Friday, 13 January 2012

Driving to the Wye Crown, Kent

The Stour is the second largest river in Kent, draining most of the east of the county. In fact this is not one river, but three rivers that join to flow into the sea together near Sandwich. This drive follows the longest of the three rivers, the Great Stour. The Little Stour is about 9 miles long and the East Stour 10 miles long.

Ths drive starts just outside Lenham, named for the River Len which also rises nearby but which flows west to be a tributary of the Medway. Find the White Horse by leaving the A20 at Lenham and heading south out of the village on the lane to Leadingcross Green and Boughton Malherbe. The pub stands on the Sandway crossroads just after the lane crosses a railway and before it crosses the M20.
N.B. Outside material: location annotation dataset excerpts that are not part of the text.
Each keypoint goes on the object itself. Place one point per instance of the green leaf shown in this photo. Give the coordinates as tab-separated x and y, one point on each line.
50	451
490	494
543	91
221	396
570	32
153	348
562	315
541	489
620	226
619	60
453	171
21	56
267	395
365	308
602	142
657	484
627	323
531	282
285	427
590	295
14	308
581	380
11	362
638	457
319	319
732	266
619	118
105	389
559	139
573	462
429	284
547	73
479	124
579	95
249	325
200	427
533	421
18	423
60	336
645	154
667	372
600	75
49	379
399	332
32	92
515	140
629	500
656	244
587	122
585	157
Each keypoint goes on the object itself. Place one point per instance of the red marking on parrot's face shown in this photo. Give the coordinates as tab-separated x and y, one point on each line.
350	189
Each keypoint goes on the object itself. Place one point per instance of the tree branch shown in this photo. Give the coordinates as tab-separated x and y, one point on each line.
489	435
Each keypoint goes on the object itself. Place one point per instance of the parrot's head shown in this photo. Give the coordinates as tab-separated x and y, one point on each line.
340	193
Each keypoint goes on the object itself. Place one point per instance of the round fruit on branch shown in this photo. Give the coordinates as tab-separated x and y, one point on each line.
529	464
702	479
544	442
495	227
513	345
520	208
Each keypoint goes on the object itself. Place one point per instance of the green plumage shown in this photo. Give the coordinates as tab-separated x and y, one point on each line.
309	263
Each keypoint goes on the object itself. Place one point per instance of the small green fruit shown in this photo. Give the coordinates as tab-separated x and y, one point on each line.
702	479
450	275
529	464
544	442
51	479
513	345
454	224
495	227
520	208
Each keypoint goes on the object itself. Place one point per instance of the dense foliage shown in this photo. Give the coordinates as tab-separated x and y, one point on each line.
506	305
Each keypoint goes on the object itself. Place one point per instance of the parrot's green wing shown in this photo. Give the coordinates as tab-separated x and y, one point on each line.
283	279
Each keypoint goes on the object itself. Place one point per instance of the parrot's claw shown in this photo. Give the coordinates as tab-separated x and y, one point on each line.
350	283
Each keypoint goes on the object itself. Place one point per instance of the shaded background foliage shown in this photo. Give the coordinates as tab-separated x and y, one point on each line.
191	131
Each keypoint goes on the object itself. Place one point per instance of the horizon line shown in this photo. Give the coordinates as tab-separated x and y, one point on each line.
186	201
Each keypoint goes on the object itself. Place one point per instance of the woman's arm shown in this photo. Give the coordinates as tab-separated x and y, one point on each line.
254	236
Leaving the pub drive north to the A20, then turn right toward Ashford. Just after the junction with the A252 the village of Charing will be to your left. Enter the village to find the church. This charming place appears to be more of a small town than a village. The ruins of what was once a palace owned by the Archbishops of Canterbury lie just outside and are worth a visit.

Return to the A20 and continue into Ashford. This was a relatively unimportant village until the railway was built through here in the 19th century. It was chosen to be a major repair and maintenance centre for the railways, and the little village grew rapidly to become a town. The East Stour flows into the Great Stour just south of Ashford. At Ashford turn northeast along the A28 toward Canterbury.
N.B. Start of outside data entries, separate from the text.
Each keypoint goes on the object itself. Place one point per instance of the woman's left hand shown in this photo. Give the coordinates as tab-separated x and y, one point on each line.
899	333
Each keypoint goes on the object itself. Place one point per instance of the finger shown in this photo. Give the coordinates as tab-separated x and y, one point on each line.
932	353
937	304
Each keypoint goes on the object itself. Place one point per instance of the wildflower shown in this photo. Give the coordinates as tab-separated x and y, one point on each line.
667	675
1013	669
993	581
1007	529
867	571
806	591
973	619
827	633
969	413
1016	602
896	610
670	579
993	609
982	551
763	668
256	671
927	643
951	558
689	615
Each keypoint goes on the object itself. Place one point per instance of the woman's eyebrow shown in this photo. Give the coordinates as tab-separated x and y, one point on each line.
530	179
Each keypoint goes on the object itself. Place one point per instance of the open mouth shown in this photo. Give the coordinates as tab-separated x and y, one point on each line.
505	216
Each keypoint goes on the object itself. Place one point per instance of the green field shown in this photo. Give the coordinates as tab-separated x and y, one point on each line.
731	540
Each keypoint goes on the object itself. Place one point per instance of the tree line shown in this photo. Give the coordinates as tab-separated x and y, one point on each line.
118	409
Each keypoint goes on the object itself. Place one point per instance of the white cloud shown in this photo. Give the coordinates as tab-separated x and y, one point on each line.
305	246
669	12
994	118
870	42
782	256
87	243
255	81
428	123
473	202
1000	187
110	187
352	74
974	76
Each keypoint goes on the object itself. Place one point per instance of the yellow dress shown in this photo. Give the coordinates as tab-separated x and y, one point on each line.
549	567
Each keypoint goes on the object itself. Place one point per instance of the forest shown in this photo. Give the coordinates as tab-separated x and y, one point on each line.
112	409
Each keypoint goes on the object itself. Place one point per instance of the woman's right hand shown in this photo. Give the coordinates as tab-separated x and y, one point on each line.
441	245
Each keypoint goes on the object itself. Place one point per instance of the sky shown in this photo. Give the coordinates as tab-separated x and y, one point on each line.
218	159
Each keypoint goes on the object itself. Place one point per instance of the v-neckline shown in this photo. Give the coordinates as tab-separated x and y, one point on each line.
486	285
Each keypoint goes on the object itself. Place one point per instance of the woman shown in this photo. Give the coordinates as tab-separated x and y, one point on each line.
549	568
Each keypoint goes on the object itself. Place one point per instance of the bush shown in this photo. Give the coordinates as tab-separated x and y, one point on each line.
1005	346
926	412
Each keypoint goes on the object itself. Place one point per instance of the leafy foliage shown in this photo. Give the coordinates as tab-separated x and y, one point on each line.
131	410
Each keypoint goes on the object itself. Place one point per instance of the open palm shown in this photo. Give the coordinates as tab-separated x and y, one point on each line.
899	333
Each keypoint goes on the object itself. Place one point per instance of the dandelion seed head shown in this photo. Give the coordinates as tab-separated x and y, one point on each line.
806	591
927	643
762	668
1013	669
About three miles outside Ashford turn right along a lane leading to Wye. This village has houses that date mostly to the Georgian period. For some reason the local builders chose to include grotesque heads and figures on many of the houses. It is a pleasant enough place, and the church is worth a look, but the real attraction lies along the lane east of the village to Hastingleigh. The hill above the lane is dominated by a huge white crown about 180 feet tall. The hill figure was formed by hacking through the green turf to reveal the white chalk underneath.